For more: Dami is playing gigs! Catch her at the Tanks Arts Centre in Cairns on 9 October, or at Solbar in Maroochydore on 18 October.

Stevan – Impress You

For fans of: Craig David’s two-step years, Kid Cudi, Kid A

With his recently-released Just Kids mixtape already surpassing 5 million streams and finding an international audience along the way, Wollongong multi-instrumentalist Stevan continues to expand his sound past his earlier Frank Ocean-inspired R&B. Impress You is a unique beast: like a Drake emo-ballad produced by Aphex Twin, with Thom Yorke jumping in on keys.

A tropical keyboard line that pops up sporadically adds another off-kilter element, and walls of harmony acts as the main melodic instrument. As with his previous releases, Stevan plays all the instruments on this track, although he is helped along with a production assist from LUCIANBLOMKAMP, who has added sheen to 6LACK and Mallrat tunes in the past. The UK garage beats are a new element, and a very welcome one too.

For more: Check out the Just Kids mixtape.

Australian artist Stevan.
Australian artist Stevan. Photograph: Astral People

Chet Faker – Low

For fans of: Stevie Wonder, Flume, Indie Arie

After a few years recording underneath his decidedly less-Googleable given name Nick Murphy, the Chet Faker moniker has returned, and, with it, the blend of washed-out digital production and warm analogue instrumentation that permeates his most successful records. A laconic bassline and hand percussion leads this return, while Murphy croons and coos soulfully with an instantly familiar chorus that demands to be chanted by crowds. Blue-eyed soul is a tough thing to get right, but Murphy’s sonorous voice has always overridden such concerns; he emerged close to a decade ago with a cover of Blackstreet’s No Diggity, successfully collaborated with Flume when both artists were operating at their commercial peak, and now he slides comfortably back into a sound that’s equal parts Motown, Chillout Sessions and Kanye’s Sunday Service. Amen!

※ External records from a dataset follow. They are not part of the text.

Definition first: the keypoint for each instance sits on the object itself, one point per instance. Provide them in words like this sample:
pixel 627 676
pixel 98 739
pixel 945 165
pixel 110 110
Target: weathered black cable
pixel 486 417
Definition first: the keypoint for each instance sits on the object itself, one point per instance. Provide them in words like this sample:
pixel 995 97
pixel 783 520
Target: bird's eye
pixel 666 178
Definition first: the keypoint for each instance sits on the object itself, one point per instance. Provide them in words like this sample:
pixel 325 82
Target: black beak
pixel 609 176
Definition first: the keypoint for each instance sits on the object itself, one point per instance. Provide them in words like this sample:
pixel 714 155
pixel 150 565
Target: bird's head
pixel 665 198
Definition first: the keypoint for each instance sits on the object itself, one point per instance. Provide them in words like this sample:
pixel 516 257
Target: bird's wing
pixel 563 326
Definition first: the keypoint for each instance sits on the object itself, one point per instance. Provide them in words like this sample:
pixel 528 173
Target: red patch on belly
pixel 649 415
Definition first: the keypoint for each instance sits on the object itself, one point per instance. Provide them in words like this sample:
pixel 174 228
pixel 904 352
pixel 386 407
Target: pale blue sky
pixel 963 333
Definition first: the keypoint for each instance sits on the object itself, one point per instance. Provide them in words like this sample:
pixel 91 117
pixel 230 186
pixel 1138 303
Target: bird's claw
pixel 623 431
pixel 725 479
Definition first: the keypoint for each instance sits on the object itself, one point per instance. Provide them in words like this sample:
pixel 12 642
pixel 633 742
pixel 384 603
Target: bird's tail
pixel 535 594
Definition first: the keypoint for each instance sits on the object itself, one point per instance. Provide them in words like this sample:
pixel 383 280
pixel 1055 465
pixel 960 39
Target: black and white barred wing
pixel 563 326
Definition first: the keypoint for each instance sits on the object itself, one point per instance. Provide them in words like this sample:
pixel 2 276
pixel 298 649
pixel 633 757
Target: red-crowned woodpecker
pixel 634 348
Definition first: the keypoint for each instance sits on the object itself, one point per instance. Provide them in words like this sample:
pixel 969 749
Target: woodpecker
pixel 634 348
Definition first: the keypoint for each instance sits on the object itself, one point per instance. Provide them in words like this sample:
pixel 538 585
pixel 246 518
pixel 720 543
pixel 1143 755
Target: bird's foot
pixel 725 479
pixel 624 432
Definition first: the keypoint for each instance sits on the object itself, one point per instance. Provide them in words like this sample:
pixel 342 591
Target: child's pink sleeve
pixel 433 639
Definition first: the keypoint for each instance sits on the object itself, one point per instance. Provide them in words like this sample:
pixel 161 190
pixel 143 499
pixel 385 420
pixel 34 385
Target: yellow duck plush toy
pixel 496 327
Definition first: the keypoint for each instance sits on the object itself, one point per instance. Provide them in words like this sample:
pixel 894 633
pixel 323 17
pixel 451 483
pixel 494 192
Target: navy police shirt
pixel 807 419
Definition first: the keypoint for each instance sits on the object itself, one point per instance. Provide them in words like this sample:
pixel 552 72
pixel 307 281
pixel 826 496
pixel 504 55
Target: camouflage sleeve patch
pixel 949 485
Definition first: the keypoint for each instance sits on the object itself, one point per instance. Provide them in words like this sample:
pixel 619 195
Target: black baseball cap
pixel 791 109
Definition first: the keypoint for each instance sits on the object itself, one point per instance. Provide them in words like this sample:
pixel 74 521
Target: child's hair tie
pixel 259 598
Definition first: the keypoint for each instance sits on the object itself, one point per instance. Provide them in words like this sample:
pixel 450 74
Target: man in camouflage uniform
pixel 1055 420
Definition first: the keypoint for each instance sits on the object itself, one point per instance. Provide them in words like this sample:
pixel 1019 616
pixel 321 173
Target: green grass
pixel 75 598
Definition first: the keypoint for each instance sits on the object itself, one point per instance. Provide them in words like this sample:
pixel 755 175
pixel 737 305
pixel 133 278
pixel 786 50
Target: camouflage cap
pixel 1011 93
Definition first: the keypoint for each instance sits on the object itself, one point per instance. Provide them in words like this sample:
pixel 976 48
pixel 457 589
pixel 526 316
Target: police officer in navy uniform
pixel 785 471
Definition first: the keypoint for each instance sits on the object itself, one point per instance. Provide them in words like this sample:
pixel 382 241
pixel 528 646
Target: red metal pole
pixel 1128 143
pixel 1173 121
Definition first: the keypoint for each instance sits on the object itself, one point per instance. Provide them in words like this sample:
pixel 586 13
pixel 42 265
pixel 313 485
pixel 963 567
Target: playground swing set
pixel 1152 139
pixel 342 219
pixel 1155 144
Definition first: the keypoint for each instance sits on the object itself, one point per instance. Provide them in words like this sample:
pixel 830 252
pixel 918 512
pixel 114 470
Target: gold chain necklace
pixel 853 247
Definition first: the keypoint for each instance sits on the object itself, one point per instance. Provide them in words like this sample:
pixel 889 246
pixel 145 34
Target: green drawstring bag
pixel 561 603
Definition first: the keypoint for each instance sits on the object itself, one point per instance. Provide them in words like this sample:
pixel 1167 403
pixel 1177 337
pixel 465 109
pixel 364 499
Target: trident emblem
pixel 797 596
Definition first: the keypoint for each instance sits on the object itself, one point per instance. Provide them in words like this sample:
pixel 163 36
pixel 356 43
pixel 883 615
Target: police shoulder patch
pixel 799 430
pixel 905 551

For more: Listen to 2014’s Built On Glass album.

Cry Club – Nine Of Swords

For fans of: The Killers, M83, the Mavis’s

When you’re down on your luck, you can begin to rely even more on the uneven hand of chance. In the case of Cry Club, vocalist Heather Riley wants desperately to get better – a non-specific wish if ever there was one – but keeps drawing the wrong card from what seems to be a stacked deck. This morose situation is certainly not reflected in the giddy propulsion of the music: a widescreen, major-key pop anthem that never lets off the throttle, the type of sugary sound that synth warriors from the 1980s saw as being of the future. Ironically, with this generation’s fetish for the plastic warmth of the retro/futuristic sounds from that decade, groups like Cry Club have borne these predictions out. The production is lush, the synths twinkle and the drums gallop along, but it’s Riley’s voice that’s the star here, sounding at turns powerful and wounded, sweet and savage.

For more: Debut album God I’m Such A Mess is out November 13.